In 1774, with great acclaim, a young king mounts the throne. “Louis the XVI seems to promise the nation the most peaceful, and rich reign” can be read in the gazettes. Less than twenty years later, known from now on only as Louis Capet, his is sentenced to death and guillotined.
For a long time, Louis XVI was genuinely attentive to the happiness of his subjects, and vacillated between a firm hand and a weak one, faced with the wind of freedom sweeping through the kingdom. His people love him, but they are starving, crushed by taxes, suffering from the arbitrary royal rule, intolerant of the whims, madnesses and balls of the young Queen. Every crown frivolously spent further extends the distance between the King and his people.

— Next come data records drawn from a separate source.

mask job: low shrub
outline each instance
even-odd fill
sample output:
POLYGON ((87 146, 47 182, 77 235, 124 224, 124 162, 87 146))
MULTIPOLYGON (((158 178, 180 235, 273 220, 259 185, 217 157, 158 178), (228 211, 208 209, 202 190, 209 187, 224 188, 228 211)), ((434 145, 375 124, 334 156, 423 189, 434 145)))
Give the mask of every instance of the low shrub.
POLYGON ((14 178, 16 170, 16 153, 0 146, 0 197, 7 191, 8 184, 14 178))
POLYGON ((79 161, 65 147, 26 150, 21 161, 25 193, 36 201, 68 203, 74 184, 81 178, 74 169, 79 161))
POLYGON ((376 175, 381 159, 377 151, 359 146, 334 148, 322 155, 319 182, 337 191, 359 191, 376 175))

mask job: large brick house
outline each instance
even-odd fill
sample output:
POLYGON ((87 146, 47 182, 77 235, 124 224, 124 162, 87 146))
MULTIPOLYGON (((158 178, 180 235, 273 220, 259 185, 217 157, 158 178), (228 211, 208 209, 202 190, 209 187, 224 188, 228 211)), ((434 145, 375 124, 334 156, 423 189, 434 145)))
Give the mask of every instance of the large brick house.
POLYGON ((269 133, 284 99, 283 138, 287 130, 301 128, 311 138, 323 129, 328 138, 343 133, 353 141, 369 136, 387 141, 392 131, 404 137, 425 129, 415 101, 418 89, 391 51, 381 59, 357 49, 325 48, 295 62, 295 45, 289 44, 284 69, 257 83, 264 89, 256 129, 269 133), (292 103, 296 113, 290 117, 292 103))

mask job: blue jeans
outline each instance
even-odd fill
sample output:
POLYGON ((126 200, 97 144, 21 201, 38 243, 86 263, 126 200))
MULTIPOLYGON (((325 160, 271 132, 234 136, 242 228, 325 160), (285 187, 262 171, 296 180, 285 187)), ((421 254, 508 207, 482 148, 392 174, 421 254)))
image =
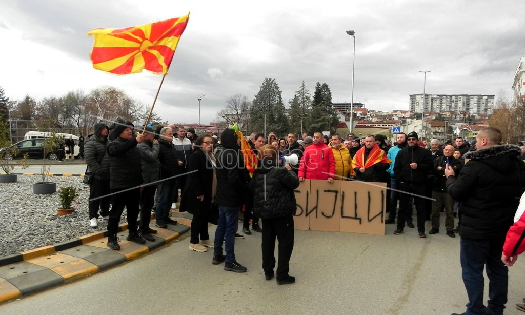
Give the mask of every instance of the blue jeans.
POLYGON ((170 217, 170 209, 177 191, 177 178, 172 178, 161 182, 159 202, 155 211, 155 218, 164 220, 170 217))
POLYGON ((503 314, 507 303, 508 267, 501 262, 505 235, 497 239, 474 240, 461 237, 461 266, 468 303, 467 314, 503 314), (489 299, 483 303, 485 268, 489 278, 489 299))
POLYGON ((239 211, 240 207, 219 205, 219 224, 215 230, 214 255, 223 254, 223 240, 226 253, 226 262, 235 261, 235 233, 239 227, 239 211))

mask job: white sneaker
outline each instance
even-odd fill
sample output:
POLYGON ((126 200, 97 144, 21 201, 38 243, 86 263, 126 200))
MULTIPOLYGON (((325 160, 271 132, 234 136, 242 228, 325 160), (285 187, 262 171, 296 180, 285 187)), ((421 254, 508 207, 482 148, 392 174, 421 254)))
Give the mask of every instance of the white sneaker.
POLYGON ((212 242, 212 241, 209 240, 209 239, 201 239, 201 245, 203 246, 208 247, 208 248, 213 248, 213 243, 212 242))
POLYGON ((97 223, 97 218, 91 218, 89 219, 89 226, 91 227, 97 227, 98 226, 98 223, 97 223))
POLYGON ((190 243, 190 250, 195 250, 195 251, 198 251, 200 253, 204 253, 205 251, 207 251, 208 249, 203 246, 201 244, 193 244, 190 243))

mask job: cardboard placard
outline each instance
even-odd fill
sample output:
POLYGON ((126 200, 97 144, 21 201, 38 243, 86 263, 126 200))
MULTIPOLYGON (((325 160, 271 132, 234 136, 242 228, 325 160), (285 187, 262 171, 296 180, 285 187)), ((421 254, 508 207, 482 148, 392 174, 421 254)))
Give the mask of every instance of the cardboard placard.
POLYGON ((306 180, 295 191, 296 229, 385 235, 386 184, 306 180))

Faced with them, Voltaire, Mirabeau, Danton, Marat and Robespierre, call for justice, freedom, and finally to action, to revolution if it comes to it. They give the people hope, show them the example of the United States of America, freshly born from the age of Enlightenment.
The people; the philosophers, the middle class, the clergy, the nobility, the King, everyone, in the end, will be blown away in a violent storm. Max Gallo writes, “like an overflowing river, which burst its banks and is ravaging the fields that it first irrigated, the Revolution covered in blood what she had created”.